Palavra makinesi nihayet gerçek olabilir mi?
Cümbüş maksatlı ya da polis sorgularında kullanılan türevleri olsa da bunlar hala emniyetli %100 yanlışsız bilgi sunan aygıtlar değil. Gelinen etapta gerçek bilgi sunan bir palavra makinesi hala icat edilmedi.
Bu teknolojiler hangi hedefle kullanılabilir?
Bu teknolojiler hala halkın kullanımına sunulmuş olunmasa da bu aygıtları kullanarak çalışanlarınızın beyin dalgalarını izleyerek hislerini öğrenebilirsiniz. Ya da birinin beyin aktivitesinden kredi kartı şifresini öğrenebilirsiniz.
Tüm bunların yanında bu tıbbi aygıtlar hastanelerde de kullanılabilir. Örneğin hastanelerde yatağa bağlı, felç geçirmiş, konuşamayan ve bağlantı kuramayan beşerler için tekrar dünyayla irtibata geçmenin yolu bu aygıtları kullanmak olabilir. Makinelerin insan nöronlarıyla etkileşime girdiği düşünüldüğünden bu teknolojinin sıhhat alanında Alzaymır ve Parkinson üzere hastalıkların anlaşılmasında ve tedavisinde de kullanılabileceği düşünülüyor.

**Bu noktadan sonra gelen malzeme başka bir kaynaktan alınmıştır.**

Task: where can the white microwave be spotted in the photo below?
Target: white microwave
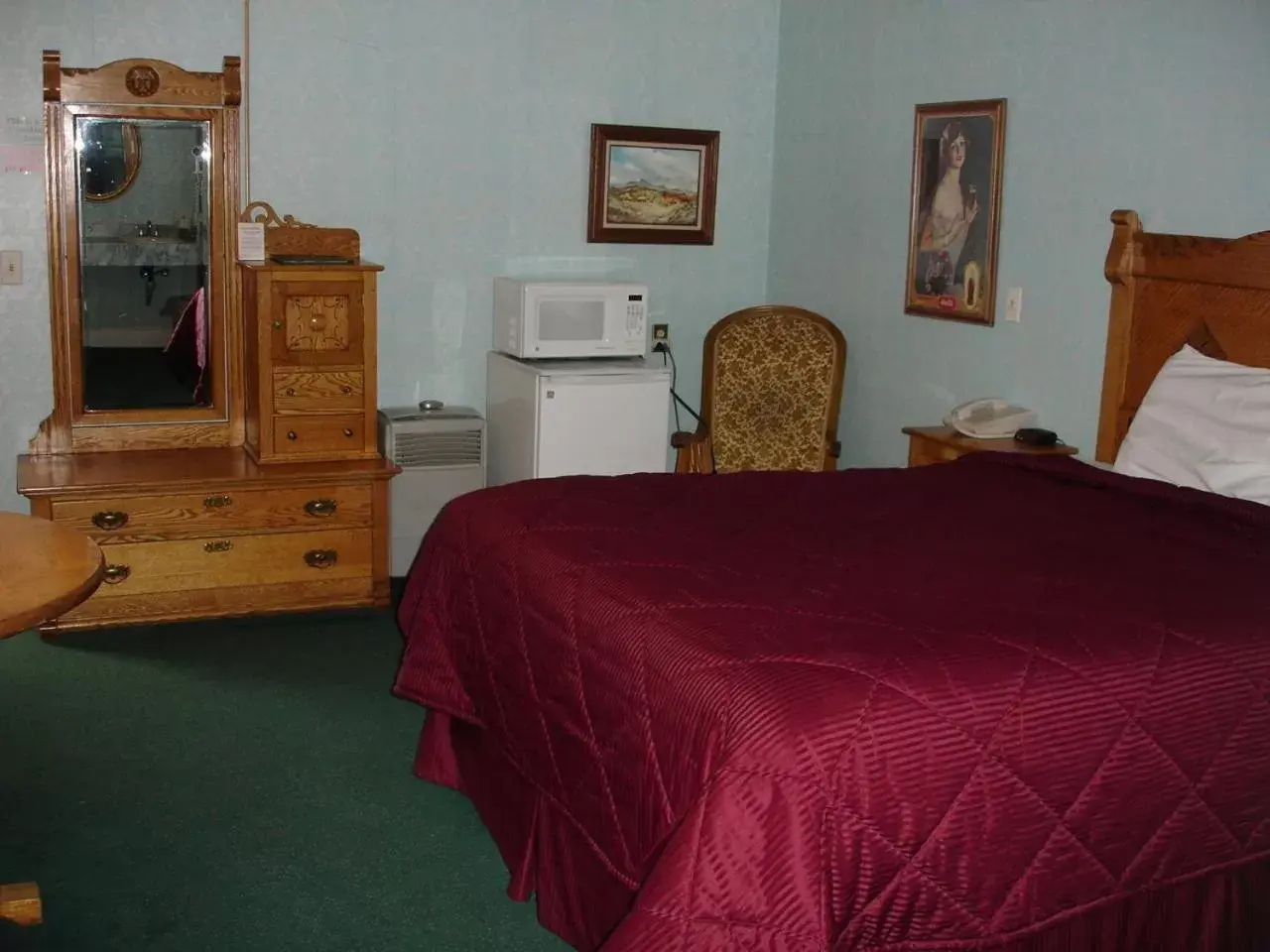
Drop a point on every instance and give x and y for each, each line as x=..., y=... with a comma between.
x=544, y=318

Beyin aktivitesi ölçülen öğrencilerin hangi kavramlarda güzel olduğu anlaşılabiliyor
Beynin aktivitesini okumak için PET, EEG, fMRI üzere çeşitli beyin görüntüleme aygıtları bulunmaktadır. Bir fMRI makinesine sahip bilişsel psikologlar, bir kişinin depresif kanılara sahip olup olmadığını söyleyebiliyorlar. Bunun yanında bir öğrencinin beyin kalıplarını öğretmenininkilerle karşılaştırarak hangi kavramlarda uygun olduğunu da görebiliyorlar.
Yapay zeka ile beyni okumaya gerek kalmayabilir
Princeton Üniversitesi (Princeton University)’nden sinirbilimci Norman, fMRI aygıtlarıyla beyin okumanın tam manasıyla mümkün olmadığını fakat yapay zekanın öğrenme modellemeleriyle buna gerek kalmayabileceğini lisana getirmişti. Yapay zeka kişinin beyin modellemesini, fikir kodlarını öğrendiğinde hasılı beyinde faal olan yerlerle kelimeler/harfler ortasındaki ilişkiyi çözdüğünde artık felçli hastalar, konuşma yetisini rastgele bir nedenle kaybetmiş hastalar da kendilerini tabir edebilir hale gelecekler.
Şu an gelinen noktada günümüzün nöroteknolojisi, niyetleri yahut hisleri hala çözemiyor. Fakat yapay zekanın öğrenme sistemleriyle bu hedefimizekısa müddette ulaşıp beyin modelleri ve niyet kodları hakkında bilgi sahibi olabiliriz.
Pekala ya bizim nörohaklarımız?
Bu gelişmelerle bir arada dünya genelinde hem halk hem de devletler, nörohaklar konusunda endişelenmeye başlamış üzere duruyor. Örneğin Şili, vatandaşlarına nörohaklarını garanti edecek olan dünyanın birinci yasası üzerinde çalışıyor. İspanya ise gelecekteki yasama projelerine rehberlik etmesi emeliyle bağlayıcı olmayan bir Dijital Haklar Mukavelesi’ni kabul etmişti. Nöroteknolojinin yeni gelişen bir alan olması ve bu alan hakkında fazla bilginin olmaması hazırlanan kanunları kısıtlı hale getiriyor. Lakin küresel manada bu mevzuda insanların tasalarının arttığı ve bir uyanışın başladığı görülüyor.